A positive toxin result must always be considered in the context of the patient’s condition. Not everyone carrying the organism exhibits disease and toxin positive patients may be carriers and their symptoms unrelated to the presence of the organism. They do not require treatment but as excreters of the organism they present a risk to others and should be managed accordingly. However, faced with a positive toxin result physicians must quickly decide whether the patient is suffering from C. difficile disease, or is just a carrier of the organism.

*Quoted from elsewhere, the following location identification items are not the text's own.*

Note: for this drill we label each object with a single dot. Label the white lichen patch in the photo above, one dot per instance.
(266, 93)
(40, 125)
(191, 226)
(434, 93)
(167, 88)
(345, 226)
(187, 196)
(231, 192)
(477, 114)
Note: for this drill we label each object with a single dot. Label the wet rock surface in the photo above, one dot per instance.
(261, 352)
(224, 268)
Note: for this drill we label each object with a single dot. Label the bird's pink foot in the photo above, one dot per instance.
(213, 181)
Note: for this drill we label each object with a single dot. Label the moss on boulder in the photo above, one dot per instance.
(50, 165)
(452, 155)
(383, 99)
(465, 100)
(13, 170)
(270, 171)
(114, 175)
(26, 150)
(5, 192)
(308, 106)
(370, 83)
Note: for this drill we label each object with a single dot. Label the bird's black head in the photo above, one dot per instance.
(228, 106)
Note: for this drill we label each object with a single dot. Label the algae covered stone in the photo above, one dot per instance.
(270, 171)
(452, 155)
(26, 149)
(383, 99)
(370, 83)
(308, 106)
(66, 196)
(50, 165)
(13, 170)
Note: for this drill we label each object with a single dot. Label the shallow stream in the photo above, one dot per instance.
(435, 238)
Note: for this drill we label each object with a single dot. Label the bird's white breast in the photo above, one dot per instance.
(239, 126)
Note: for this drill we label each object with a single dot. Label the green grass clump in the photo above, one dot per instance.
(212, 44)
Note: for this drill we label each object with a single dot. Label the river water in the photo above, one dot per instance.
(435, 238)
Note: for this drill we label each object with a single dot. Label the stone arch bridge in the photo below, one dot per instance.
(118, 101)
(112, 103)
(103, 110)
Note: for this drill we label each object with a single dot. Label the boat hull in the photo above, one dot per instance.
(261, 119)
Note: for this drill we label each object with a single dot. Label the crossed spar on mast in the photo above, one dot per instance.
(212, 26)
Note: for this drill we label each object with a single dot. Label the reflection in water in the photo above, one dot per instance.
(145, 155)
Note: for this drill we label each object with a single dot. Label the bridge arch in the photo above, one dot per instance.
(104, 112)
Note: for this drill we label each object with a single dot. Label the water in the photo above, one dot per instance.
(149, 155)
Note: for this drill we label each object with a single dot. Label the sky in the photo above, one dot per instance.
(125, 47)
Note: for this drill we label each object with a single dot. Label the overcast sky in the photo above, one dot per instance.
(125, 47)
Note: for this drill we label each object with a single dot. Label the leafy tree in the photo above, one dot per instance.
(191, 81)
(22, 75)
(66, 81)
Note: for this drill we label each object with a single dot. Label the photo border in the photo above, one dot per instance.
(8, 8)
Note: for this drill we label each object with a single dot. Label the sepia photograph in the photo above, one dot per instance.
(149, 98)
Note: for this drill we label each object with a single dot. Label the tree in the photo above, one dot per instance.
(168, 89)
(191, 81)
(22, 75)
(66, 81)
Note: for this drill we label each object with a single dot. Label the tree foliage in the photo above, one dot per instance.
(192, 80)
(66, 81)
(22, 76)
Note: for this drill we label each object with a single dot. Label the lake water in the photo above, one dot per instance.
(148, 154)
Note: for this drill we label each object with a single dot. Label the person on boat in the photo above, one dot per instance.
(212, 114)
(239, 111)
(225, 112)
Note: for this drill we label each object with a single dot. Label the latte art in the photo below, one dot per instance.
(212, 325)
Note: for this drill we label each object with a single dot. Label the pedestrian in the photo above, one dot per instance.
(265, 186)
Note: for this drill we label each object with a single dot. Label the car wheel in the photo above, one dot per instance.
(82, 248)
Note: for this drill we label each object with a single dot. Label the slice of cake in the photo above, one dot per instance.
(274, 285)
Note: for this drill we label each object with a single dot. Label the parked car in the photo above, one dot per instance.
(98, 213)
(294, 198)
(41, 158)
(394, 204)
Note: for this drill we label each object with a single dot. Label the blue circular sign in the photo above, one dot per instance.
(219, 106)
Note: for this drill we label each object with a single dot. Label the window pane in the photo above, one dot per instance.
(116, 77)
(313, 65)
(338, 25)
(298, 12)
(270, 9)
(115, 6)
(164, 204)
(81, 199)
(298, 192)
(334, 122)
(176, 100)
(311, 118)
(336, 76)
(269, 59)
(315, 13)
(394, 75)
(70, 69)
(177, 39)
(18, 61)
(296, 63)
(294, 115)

To help with this differentiation Mike Wren is looking to determine whether a rapid test for lactoferrin can prove a useful adjunct to GDH and toxin testing.
By definition CDAD causes intestinal inflammation and consequent neutrophil infiltration; lactoferrin is a breakdown product of neutrophils and gastroenterologists have shown a direct correlation between faecal lactoferrin and intestinal inflammation. The marker is stable in faeces and has baseline levels in healthy subjects and people suffering from irritable bowel disease (which shares many symptoms with CDAD). Rapid quantitative and qualitative tests are available allowing levels to be monitored as they return to normal in parallel to therapeutic response.
The results of the lactoferrin test are available in 10 minutes, so there is no delay in reporting positives and the ongoing study at UCH shows that approximately 21% of patients with a positive toxigenic isolate but a negative direct faecal toxin test result have evidence of intestinal inflammation.
Symptoms may resolve without treatment or develop into serious infections that require immediate intervention - the human bowel is extremely sensitive to C. difficile toxins and the disease can quickly progress from inflammation to ulceration and perforation. Early antibiotic treatment is very effective in halting the progress of the disease and minimising the requirement for surgical intervention (colectomy). However the relapse rate is high, reported up to 30%7, and treatment may itself precipitate problems and contribute to the rate and severity of relapses. Managing a positive result therefore requires close co-operation between the laboratory and the physician and rapid, reliable results allow physicians to make informed clinical decisions and react quickly to provide the best level of care for the patient and the hospital.
Professor Wren calculates that the cost per test for the two-step approach is very little more than performing the toxin test alone. And with accurate reporting and a better clinical picture there is less repeat testing of negatives, which have been variously reported between 18% and 36%.
The financial benefits to the overall hospital budget are difficult to quantify but patient-related cost reductions include reduced antibiotic usage, fewer bowel investigations (colostomy, CT scan) and fewer surgical interventions (colectomy). Factoring in the implications of a C. difficile outbreak, it is clear that any improvement in the management of the disease introduces enormous savings.
Professor Wren concludes: “Stand-alone faecal toxin testing is missing up to one third of patients with proven serious disease and an additional 30% of patients with diarrhoea who are carrying toxigenic C.difficile. This has important clinical and infection control implications and there is clearly a need to re-assess the laboratory strategy for diagnosing diseased patients. The two-step approach utilises rapid, easy to use tests that cost very little more than current methods and introduces major benefits in terms of improved patient care and infection control.”